Unfortunately the way VQE is usually described, the evaluation of Eq. 1 is done on a quantum computer (with provable exponential speed-up over classical computers), but then the energy and the parameters of the wavefunction are fed into a classical optimizer which tries to give improved parameters which will lead to a lower (and therefore better) estimation of the energy. Because the Hamiltonians are usually very sparse, the cost of calculating Eq. 1 on a classical computer is usually not actually exponentially scaling unless we have an exponentially scaling number of parameters in the wavefunction, which would mean that the cost of the "classical optimization" component of the VQE procedure would essentially make it worthless to do the whole procedure on a quantum computer (because an exponentially large number of parameters would be fed into the classical optimizer to get updated into improved parameters, but if a classical computer is capable of storing that many parameters, then the classical computer might as well also calculate Eq. 1, i.e. just do the whole VQE procedure classically like we've been doing since 112+ years ago!). Also, if you can calculate Eq. 1 with exponential speed-up on a quantum computer, you should be able to calculate the energy in a more direct way such as with quantum phase estimation or other methods in the Hamiltonian simulation category.

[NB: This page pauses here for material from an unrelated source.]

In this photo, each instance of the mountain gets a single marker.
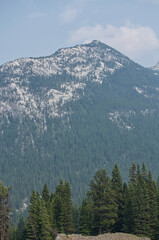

So then why did such a buzz around the term "VQE" arise since 2014?
Let's now talk about the coupled cluster method. This is a polynomially scaling classical algorithm for estimating quantum mechanical energies, and it is used extremely widely in quantum chemistry, where people use it to solve real-world problems about predicting the behavior of chemicals on a computer before doing dangerous experiments in a lab (unlike factoring numbers or cracking a Deutsch-Jozsa blackbox). It has widely been called the "gold standard" of quantum chemistry. Coupled cluster is not in general variational, and this is sometimes a concern for quantum chemists. Variational coupled cluster (vCC) and unitary coupled cluster (uCC) do exist as algorithms for classical computers, but are not considered practical, and the early VQE papers (for example in 2017) promoted the fact that quantum computers executing VQE could do uCC (meaning, an improved version of the "gold standard" of quantum chemistry). But unfortunately uCC this is just an improved version of a polynomially scaling energy estimation, whose advantage arises because there's only a polynomially scaling number of parameters in the wavefunction model, which is also a disadvantage because it doesn't have the exponentially scaling number of parameters required to get the "true" energy (in other words, it just gives an "estimation" of the energy which may or may not be slightly better than what people are doing on classical computers already).
While the above paragraph might be a bit depressing, the popularity of VQE with uCC circa 2017 led also to new methods like the hardware efficient ansatz in 2017 and qubit coupled cluster in 2018. The former created a huge buzz in the pop-sci media, not because VQE is promising, but because it was one of the world's biggest hardware companies (IBM) demonstrating an attempt at a solution of a real-world problem on real quantum hardware (a big deal back in 2017!) and publishing it in Nature; and the latter 2018 paper was actually very interesting science in itself.